Interior Minister Maria Paula Romo, pictured, told reporters in Quito that Assange and WikiLeaks have intervened in Ecuadorean affairs

Assange was offered refuge in 2012 by Ecuador’s then-president Rafael Correa, but his relationship with Ecuador has soured under Correa’s successor Lenin Moreno (pictured) 

Patino traveled with the person to Peru, Spain and Venezuela, she said. Patino denied the allegations.

Romo ‘just invented a story about a supposed relationship of mine with Russian hackers,’ Patino said on Twitter. ‘The only thing left is for her to say where we left Red Riding Hood and Sleeping Beauty.’

To some, Australian-born Assange is a hero for exposing what supporters cast as abuse of power and for championing free speech. 

To others, he is a dangerous figure who has undermined the security of the United States and has too many ties to Russia.

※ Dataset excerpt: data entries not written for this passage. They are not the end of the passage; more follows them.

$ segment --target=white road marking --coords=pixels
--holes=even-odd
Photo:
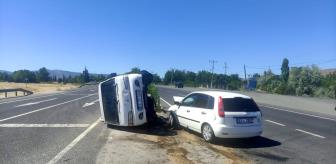
[[[310,134],[310,135],[315,136],[315,137],[319,137],[319,138],[325,139],[324,136],[321,136],[321,135],[318,135],[318,134],[315,134],[315,133],[307,132],[307,131],[304,131],[304,130],[301,130],[301,129],[295,129],[295,130],[297,130],[299,132],[302,132],[302,133]]]
[[[165,102],[167,105],[172,106],[172,105],[169,104],[169,102],[167,102],[167,101],[164,100],[163,98],[160,97],[160,99],[161,99],[163,102]]]
[[[47,164],[57,163],[71,148],[73,148],[80,140],[82,140],[98,123],[100,119],[95,121],[90,125],[82,134],[77,136],[68,146],[66,146],[61,152],[59,152],[53,159],[51,159]]]
[[[83,108],[88,107],[88,106],[91,106],[91,105],[95,104],[95,103],[98,102],[98,101],[99,101],[99,99],[97,99],[97,100],[95,100],[95,101],[92,101],[92,102],[90,102],[90,103],[85,103],[85,104],[83,105]]]
[[[28,114],[32,114],[32,113],[35,113],[35,112],[42,111],[42,110],[46,110],[46,109],[49,109],[49,108],[52,108],[52,107],[60,106],[60,105],[63,105],[63,104],[69,103],[69,102],[73,102],[73,101],[77,101],[77,100],[80,100],[80,99],[83,99],[83,98],[86,98],[86,97],[90,97],[90,96],[93,96],[93,95],[94,94],[89,94],[87,96],[83,96],[83,97],[76,98],[76,99],[73,99],[73,100],[70,100],[70,101],[62,102],[62,103],[59,103],[59,104],[56,104],[56,105],[47,106],[47,107],[40,108],[40,109],[37,109],[37,110],[33,110],[33,111],[30,111],[30,112],[27,112],[27,113],[23,113],[23,114],[19,114],[19,115],[16,115],[16,116],[4,118],[4,119],[1,119],[0,122],[10,120],[10,119],[13,119],[13,118],[17,118],[17,117],[21,117],[21,116],[25,116],[25,115],[28,115]]]
[[[89,124],[0,124],[1,128],[86,128]]]
[[[80,95],[87,95],[87,93],[61,93],[62,95],[68,96],[80,96]]]
[[[276,125],[280,125],[280,126],[286,126],[284,124],[281,124],[281,123],[278,123],[278,122],[275,122],[275,121],[271,121],[271,120],[265,120],[265,121],[276,124]]]
[[[15,106],[15,107],[22,107],[22,106],[35,105],[35,104],[39,104],[39,103],[46,102],[46,101],[52,101],[52,100],[55,100],[55,99],[57,99],[57,98],[52,98],[52,99],[42,100],[42,101],[36,101],[36,102],[30,102],[30,103],[26,103],[26,104],[17,105],[17,106]]]
[[[8,104],[8,103],[12,103],[12,102],[19,102],[19,101],[25,101],[25,100],[33,100],[33,99],[38,99],[38,98],[43,98],[43,97],[50,97],[50,96],[55,96],[55,95],[59,95],[59,94],[67,94],[67,93],[74,93],[74,92],[80,92],[80,91],[81,90],[77,90],[76,89],[76,90],[62,91],[62,92],[58,92],[58,93],[49,93],[48,95],[42,95],[42,96],[36,95],[35,97],[26,98],[26,99],[18,99],[18,100],[13,100],[13,101],[4,101],[4,102],[0,102],[0,104]],[[78,94],[78,95],[81,95],[81,94]],[[87,94],[83,94],[83,95],[87,95]]]
[[[301,115],[306,115],[306,116],[311,116],[311,117],[316,117],[316,118],[321,118],[321,119],[325,119],[325,120],[336,121],[335,119],[328,118],[328,117],[322,117],[322,116],[317,116],[317,115],[312,115],[312,114],[306,114],[306,113],[302,113],[302,112],[295,112],[295,111],[291,111],[291,110],[287,110],[287,109],[280,109],[280,108],[266,106],[266,105],[259,105],[259,106],[266,107],[266,108],[272,108],[272,109],[275,109],[275,110],[281,110],[281,111],[286,111],[286,112],[301,114]]]
[[[33,100],[33,99],[38,99],[38,98],[43,98],[43,97],[50,97],[50,96],[55,96],[55,95],[58,95],[58,93],[52,94],[52,95],[46,95],[46,96],[37,96],[37,97],[31,97],[31,98],[26,98],[26,99],[13,100],[13,101],[5,101],[5,102],[0,102],[0,104],[8,104],[8,103],[12,103],[12,102],[19,102],[19,101],[25,101],[25,100]]]

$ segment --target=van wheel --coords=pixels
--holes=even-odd
[[[169,114],[168,124],[169,124],[169,127],[172,128],[172,129],[178,129],[179,128],[179,123],[178,123],[177,117],[173,112],[170,112],[170,114]]]
[[[213,143],[215,141],[215,134],[209,124],[204,124],[202,126],[202,136],[207,142]]]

WikiLeaks angered Washington by publishing hundreds of thousands of secret U.S. diplomatic cables that laid bare often highly critical U.S. appraisals of world leaders, from Russian President Vladimir Putin to members of the Saudi royal family.

Assange’s lawyer in Quito, Carlos Poveda, told reporters asylum was terminated in reprisal for corruption allegations against Moreno and that his life will be in danger if he is extradited to the United States.